Chief Justice of India (CJI) Ranjan Gogoi who is all set to retire on November 17 is expected to deliver at least five judgements in less than 10 working days before he retires.
Reportedly, the cases being heard by the CJI touch diverse topics such as defence, religion and politics. Here are the details of the major cases being heard by the bench led by Chief Justice Ranjan Gogoi.
Ram Janmabhoomi-Babri Masjid dispute case:
The five-judge Supreme Court Constitution bench, led by CJI Gogoi, is expected to deliver its verdict on petitions filed by various Hindu and Muslim parties seeking ownership of the disputed Ram Janmabhoomi-Babri Masjid land in Ayodhya, Uttar Pradesh.
The five-judge Constitution Bench headed by the CJI also comprises of Justices S A Bobde, DY Chandrachud, Ashok Bhushan and S Abdul Nazeer, who are hearing appeals against the September 30, 2010, verdict of the Allahabad High Court.
The Supreme Court is hearing a total of fourteen appeals filed against the 2010 judgment of Allahabad High Court which ordered that the 2.77-acre land in Ayodhya be partitioned equally among three parties – the Sunni Waqf Board, the Nirmohi Akhara and Ram Lalla Virajman.

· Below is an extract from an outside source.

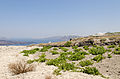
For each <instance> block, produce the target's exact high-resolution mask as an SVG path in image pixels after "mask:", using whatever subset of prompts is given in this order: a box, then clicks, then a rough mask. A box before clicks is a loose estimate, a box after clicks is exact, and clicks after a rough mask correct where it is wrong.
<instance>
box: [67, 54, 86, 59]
mask: <svg viewBox="0 0 120 79" xmlns="http://www.w3.org/2000/svg"><path fill="white" fill-rule="evenodd" d="M83 58H85V55H81V54H80V53H75V54H73V55H71V56H70V57H69V58H68V60H70V61H77V60H81V59H83Z"/></svg>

On October 16, the apex court concluded hearing all arguments in the case and reserved its judgement in the matter. The marathon hearing concluded after forty days, making the Ayodhya hearing as the second-longest in the history of the Supreme court after the landmark hearing in Keshavananda Bharati case which had lasted for 68 days.
It is being speculated that the Supreme Court will deliver the judgement on or before November 17, the day CJI Ranjan Gogoi retires.
The five-judge bench of Supreme court, comprising of CJI Ranjan Gogoi, Justice Rohinton Nariman, AM Khanwikar, DY Chandrachud and Indu Malhotra are hearing 65 petitions that urge a review of the previous verdict.
The review Bench led by CJI Gogoi is expected to deliver its judgement on the previous controversial September 2018 order, lifting the ban on entry of women in the menstruating age of 10 to 50 years, from entering the Sabarimala Temple in Kerala.
In September 2018, the apex court had struck down the Rule 3(b) of the Kerala Hindu Places of Public Worship (Authorisation of Entry) Rules, 1965, which restricted the entry of women between the ages of 10 and 50 into the Sabarimala Temple.
The Supreme Court’s decision to hear the review petition was necessitated after the Communist Kerala government with the help of state police force had turned the area near Sabarimala into a war zone under the garb of implementing the controversial Supreme Court judgement.
The Supreme Court led by CJI Gogoi has also reserved its verdict on a joint review plea filed by senior advocate Prashant Bhushan, former Union Ministers Arun Shourie and Yashwant Sinha in the Rafale fighter aircraft deal.
Controversial left-wing advocate Prashant Bhushan, former BJP leader Yashwant Sinha, and Arun Shourie had urged the Supreme Court on May 10, stating that its earlier judgement in the Rafale deal issue should be recalled and reviewed since it was obtained by the government through “multiple falsehoods and suppression of material” and relevant information.
In 2018, the Supreme Court had given a clean chit to the Rafale deal and found no impropriety in the deal whatsoever.
SC hearing on Rahul Gandhi’s “Chowkidar Chor Hai” comment:
The Supreme Court bench led by the Chief Justice has also reserved judgement on the criminal contempt plea filed by Bharatiya Janata Party (BJP) leader Meenakshi Lekhi against Congress leader Rahul Gandhi.
Gandhi, who was then the Congress president, had unconditionally apologised for wrongfully attributing the phrase ‘chowkidar chor hai’ to the Supreme Court. He had made the remark while speaking to reporters in April after SC’s verdict allowing the maintainability of the Rafale review pleas.
Rahul’s unconditional apology comes after much embarrassment to his image and his party as he was made to admit he had said it at ‘the heat of campaigning’.
Supreme Court on the Money Bill:
The Supreme Court Bench of CJI Gogoi has also reserved its judgement on pleas challenging the constitutional validity of the Finance Act, 2017 on the ground that it was passed by Parliament as a Money Bill.
The Centre has justified that certification of Finance Bill, 2017 as a money bill saying it has provisions which deal with salaries and allowance to be paid to members of tribunals from the consolidated funds of India. The Centre contended that certification of Finance Act as a money bill was done by the speaker of Lok Sabha and the court cannot judicially review the decision.